Activists march in Washington, D.C., in support of voting rights on MLK Day

WASHINGTON, D.C. (NBC) – A large group of protesters gathered on Martin Luther King Jr. Day in Washington, D.C., to honor the late civil rights leader with a march to call on Congress to pass voting rights measures that are stalled in the Senate.

The march began at the Frederick Douglas Memorial Bridge and made its way to the Ambassador Baptist Church as demonstrators called for the passage of the John R. Lewis Voting Rights Advancement Act.

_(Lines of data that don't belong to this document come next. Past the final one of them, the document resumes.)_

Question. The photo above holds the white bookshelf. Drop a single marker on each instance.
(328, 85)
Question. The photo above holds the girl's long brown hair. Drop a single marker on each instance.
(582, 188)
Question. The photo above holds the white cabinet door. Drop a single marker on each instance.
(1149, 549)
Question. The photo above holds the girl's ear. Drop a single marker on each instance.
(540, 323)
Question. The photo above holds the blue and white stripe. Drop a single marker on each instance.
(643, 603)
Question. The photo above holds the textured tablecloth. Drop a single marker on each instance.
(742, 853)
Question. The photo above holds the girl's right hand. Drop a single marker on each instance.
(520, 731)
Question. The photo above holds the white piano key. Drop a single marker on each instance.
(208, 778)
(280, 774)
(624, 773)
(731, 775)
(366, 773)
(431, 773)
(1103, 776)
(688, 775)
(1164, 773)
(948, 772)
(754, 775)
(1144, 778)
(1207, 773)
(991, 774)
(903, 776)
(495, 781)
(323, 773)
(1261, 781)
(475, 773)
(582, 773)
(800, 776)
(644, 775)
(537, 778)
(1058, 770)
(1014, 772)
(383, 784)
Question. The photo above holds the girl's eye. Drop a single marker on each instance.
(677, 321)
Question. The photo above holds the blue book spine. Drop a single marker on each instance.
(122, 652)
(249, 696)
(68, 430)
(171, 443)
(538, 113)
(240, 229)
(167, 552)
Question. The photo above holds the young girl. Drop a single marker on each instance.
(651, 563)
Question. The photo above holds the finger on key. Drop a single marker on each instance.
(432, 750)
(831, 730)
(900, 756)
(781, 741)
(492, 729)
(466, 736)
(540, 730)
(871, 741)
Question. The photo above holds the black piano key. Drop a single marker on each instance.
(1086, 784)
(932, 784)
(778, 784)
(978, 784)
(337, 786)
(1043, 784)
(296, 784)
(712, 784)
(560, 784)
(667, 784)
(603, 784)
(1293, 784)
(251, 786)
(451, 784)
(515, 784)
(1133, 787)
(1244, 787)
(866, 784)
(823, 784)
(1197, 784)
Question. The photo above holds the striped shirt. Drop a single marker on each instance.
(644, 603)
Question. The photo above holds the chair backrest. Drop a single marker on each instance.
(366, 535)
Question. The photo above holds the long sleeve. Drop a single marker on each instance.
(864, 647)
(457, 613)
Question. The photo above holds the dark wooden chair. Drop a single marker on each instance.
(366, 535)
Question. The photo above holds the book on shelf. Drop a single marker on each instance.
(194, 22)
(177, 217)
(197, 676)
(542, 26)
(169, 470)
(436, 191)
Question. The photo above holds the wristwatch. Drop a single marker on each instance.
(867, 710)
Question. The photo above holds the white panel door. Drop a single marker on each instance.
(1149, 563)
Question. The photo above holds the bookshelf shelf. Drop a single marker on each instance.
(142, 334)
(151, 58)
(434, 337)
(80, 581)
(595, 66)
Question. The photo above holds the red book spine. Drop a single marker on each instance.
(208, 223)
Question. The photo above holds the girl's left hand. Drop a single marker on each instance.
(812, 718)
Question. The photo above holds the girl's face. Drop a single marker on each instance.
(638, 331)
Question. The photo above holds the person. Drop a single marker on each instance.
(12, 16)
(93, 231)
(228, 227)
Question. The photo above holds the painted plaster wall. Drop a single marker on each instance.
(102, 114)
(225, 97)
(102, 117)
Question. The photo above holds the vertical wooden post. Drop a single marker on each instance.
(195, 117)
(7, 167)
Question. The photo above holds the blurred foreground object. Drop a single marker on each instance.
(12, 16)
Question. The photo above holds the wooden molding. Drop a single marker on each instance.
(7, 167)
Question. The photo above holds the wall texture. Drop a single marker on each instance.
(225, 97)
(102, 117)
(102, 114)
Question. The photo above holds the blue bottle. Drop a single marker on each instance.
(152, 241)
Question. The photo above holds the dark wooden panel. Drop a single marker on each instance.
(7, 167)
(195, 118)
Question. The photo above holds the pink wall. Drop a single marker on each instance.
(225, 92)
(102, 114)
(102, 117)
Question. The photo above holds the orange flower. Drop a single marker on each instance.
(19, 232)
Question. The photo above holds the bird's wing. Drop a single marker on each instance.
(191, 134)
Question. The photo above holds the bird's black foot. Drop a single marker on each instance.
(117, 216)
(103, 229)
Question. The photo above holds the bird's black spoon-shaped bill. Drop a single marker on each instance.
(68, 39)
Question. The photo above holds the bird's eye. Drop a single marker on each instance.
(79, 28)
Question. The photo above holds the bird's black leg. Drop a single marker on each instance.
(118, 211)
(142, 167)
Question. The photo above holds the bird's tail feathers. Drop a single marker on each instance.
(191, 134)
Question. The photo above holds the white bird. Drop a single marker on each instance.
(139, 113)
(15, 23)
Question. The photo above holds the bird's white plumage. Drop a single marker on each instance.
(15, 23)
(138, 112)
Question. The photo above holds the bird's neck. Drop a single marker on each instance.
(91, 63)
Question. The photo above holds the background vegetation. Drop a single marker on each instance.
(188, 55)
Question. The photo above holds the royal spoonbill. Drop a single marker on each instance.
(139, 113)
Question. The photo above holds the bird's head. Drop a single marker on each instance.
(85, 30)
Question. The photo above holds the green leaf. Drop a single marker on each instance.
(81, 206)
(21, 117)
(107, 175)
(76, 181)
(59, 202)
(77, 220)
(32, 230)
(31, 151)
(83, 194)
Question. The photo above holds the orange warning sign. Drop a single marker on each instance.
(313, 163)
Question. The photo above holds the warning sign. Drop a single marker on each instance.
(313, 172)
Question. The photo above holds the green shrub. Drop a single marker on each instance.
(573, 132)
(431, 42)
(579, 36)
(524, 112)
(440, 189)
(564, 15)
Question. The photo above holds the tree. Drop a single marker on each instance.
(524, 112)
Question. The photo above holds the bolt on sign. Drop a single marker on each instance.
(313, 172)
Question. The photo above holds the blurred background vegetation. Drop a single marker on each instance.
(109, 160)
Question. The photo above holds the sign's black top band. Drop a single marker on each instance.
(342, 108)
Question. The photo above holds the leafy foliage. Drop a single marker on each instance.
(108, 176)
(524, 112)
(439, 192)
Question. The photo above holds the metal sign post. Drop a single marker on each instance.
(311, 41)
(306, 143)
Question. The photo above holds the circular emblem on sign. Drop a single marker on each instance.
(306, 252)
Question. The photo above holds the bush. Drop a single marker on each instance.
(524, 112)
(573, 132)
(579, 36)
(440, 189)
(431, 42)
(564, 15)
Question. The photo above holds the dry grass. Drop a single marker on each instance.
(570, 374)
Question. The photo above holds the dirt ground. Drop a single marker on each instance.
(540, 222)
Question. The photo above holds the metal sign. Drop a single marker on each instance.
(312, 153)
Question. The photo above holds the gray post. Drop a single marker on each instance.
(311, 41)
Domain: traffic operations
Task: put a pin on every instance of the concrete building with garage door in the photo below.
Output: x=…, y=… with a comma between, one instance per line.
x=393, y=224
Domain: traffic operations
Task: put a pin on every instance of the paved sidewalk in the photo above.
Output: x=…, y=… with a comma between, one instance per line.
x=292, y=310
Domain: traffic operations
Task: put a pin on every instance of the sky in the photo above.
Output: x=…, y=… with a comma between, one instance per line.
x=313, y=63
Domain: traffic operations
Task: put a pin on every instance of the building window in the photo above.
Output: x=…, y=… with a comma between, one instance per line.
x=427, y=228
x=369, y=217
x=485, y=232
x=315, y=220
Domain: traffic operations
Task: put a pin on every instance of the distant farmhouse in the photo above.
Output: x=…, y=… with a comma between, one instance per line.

“Voting rights are important for all of us,” said James Williams, former chief of staff for John Lewis. “If they come after the voting rights of African Americans, they’re going to come for the voting rights of whoever they want.  It’s like Angela Davis once said: ‘If they come for me in the morning, they’ll come for you at night.’  The right to vote is precious.  It’s almost sacred.  And if we don’t have the right to vote, we have the right for nothing else in this democracy.  So that’s why I’m here.  I’m not here for myself.  I’m here for my grandchildren.  I’m here for my great-grandchildren.  I’m here for you, young fella, so that you can exercise that right to vote. That’s why I’m here.”

The bill has passed the House but not the Senate, where Republicans are also using the filibuster to keep the bill in check. Also, some Democrats are concerned about changing filibuster rules to force the bill through, thereby setting an uncertain precedent. That said, the people in Monday’s crowd are not giving up the fight for voter rights.